L'art de Rabelais. Au service de cette dangereuse philosophie il met sa verve entraînante, son merveilleux esprit, son immense érudition. Car en ce XVIe siècle ivre de science, brûlé par la fièvre de l'étude, Rabelais est sans égal pour l'étendue et la diversité du savoir. Médecin, il a approfondi les sciences; humaniste, il a, suivant le conseil de Du Bellay,' «pillé les sacrés trésors de la Grèce et de Rome;» toute l'antiquité semble emmagasinée dans sa mémoire, d'où elle se répand incessamment à travers son livre. Du reste il ne se borne pas à l'antiquité; il connaît également les auteurs du moyen âge et de la Renaissance, étrangers ou Français; héritier de l'âme malicieuse et satirique des ancêtres, il ne partage pas le dédain de son temps pour la vieille littérature nationale; il ne partage aucun dédain trop avide de savoir tout ce qui peut être su!

A sa fantastique imagination s'allie non seulement une science très positive, mais une observation pénétrante. Nul, avant lui, n'avait su rendre avec cette puissance, cette largeur, cette intensité toute la vie intellectuelle et toute la vie animale. Par cette double et impartiale représentation, il est le père du réalisme.

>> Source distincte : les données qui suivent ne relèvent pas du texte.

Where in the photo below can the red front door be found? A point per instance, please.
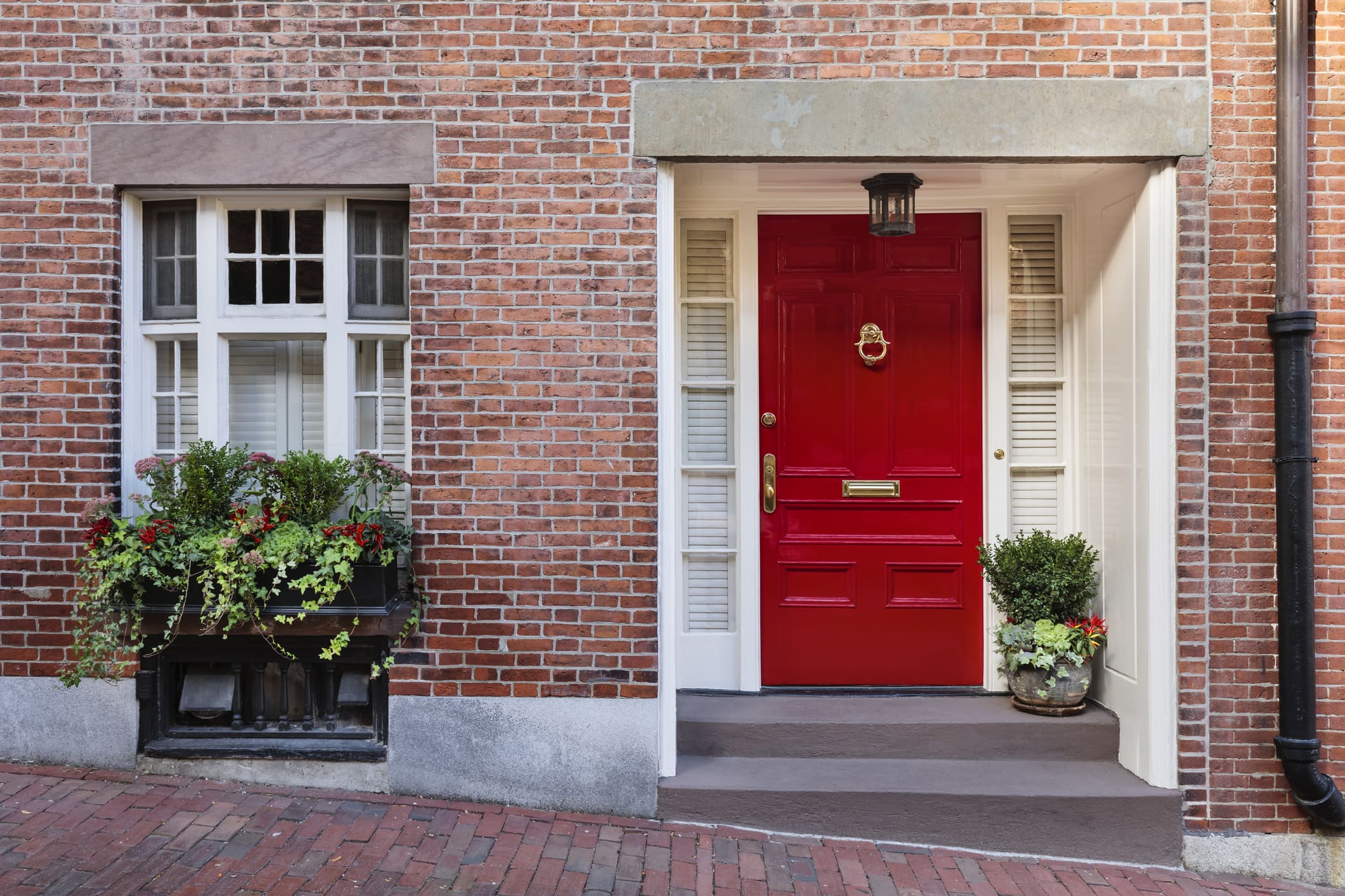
(871, 590)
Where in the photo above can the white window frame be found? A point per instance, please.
(216, 322)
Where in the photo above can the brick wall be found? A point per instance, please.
(533, 278)
(1230, 701)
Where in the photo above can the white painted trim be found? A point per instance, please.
(669, 523)
(1162, 484)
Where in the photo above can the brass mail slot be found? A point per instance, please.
(871, 489)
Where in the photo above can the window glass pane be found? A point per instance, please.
(275, 282)
(366, 365)
(365, 231)
(275, 231)
(164, 374)
(187, 231)
(169, 272)
(394, 282)
(242, 283)
(254, 392)
(365, 284)
(166, 236)
(242, 230)
(308, 282)
(308, 231)
(394, 236)
(366, 427)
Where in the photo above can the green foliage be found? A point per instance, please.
(313, 488)
(209, 479)
(1040, 576)
(1046, 644)
(240, 529)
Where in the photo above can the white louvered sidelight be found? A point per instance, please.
(1036, 382)
(708, 381)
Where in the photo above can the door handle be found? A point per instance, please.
(769, 484)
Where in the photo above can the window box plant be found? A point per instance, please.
(1044, 585)
(245, 544)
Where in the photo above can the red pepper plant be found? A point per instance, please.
(233, 529)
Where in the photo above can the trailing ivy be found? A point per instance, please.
(219, 523)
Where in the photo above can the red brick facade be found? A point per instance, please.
(533, 290)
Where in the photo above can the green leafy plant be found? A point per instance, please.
(1058, 647)
(236, 529)
(313, 488)
(1039, 575)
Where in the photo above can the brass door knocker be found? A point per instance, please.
(872, 335)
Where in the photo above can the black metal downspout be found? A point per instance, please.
(1292, 331)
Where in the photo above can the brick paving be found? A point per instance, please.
(68, 831)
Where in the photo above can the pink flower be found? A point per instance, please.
(96, 509)
(147, 465)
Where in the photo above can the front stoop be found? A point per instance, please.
(950, 771)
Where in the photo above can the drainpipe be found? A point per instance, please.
(1292, 328)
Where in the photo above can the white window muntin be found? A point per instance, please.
(216, 323)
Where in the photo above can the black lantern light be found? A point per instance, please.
(892, 204)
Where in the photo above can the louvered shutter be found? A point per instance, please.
(1035, 372)
(276, 394)
(709, 528)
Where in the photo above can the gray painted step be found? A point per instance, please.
(829, 727)
(1075, 809)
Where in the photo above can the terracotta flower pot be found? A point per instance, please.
(1052, 691)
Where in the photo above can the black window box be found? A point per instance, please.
(374, 591)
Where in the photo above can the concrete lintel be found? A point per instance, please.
(94, 724)
(1313, 859)
(923, 119)
(548, 753)
(339, 153)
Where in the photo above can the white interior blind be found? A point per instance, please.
(276, 394)
(175, 396)
(708, 381)
(1036, 368)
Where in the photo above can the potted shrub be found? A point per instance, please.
(1044, 585)
(241, 540)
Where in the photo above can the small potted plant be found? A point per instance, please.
(241, 540)
(1044, 585)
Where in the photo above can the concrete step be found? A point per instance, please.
(830, 727)
(1071, 809)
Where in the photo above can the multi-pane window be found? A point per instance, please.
(379, 260)
(273, 322)
(170, 260)
(275, 256)
(176, 408)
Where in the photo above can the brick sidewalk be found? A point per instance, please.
(66, 831)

Il est aussi un des créateurs de la langue moderne. Celle du moyen âge était trop maigre pour rendre tant d'idées, tant de formes de vie, si riches et si diverses; Rabelais puise à pleines mains d'une part dans le latin, d'autre part dans les dialectes et les patois des provinces; il donne ainsi à ce pauvre et frêle idiome une abondance, une variété, une

1 Du Bellay (Joachim) poète et critique du XVIe siècle; cousin du cardinal.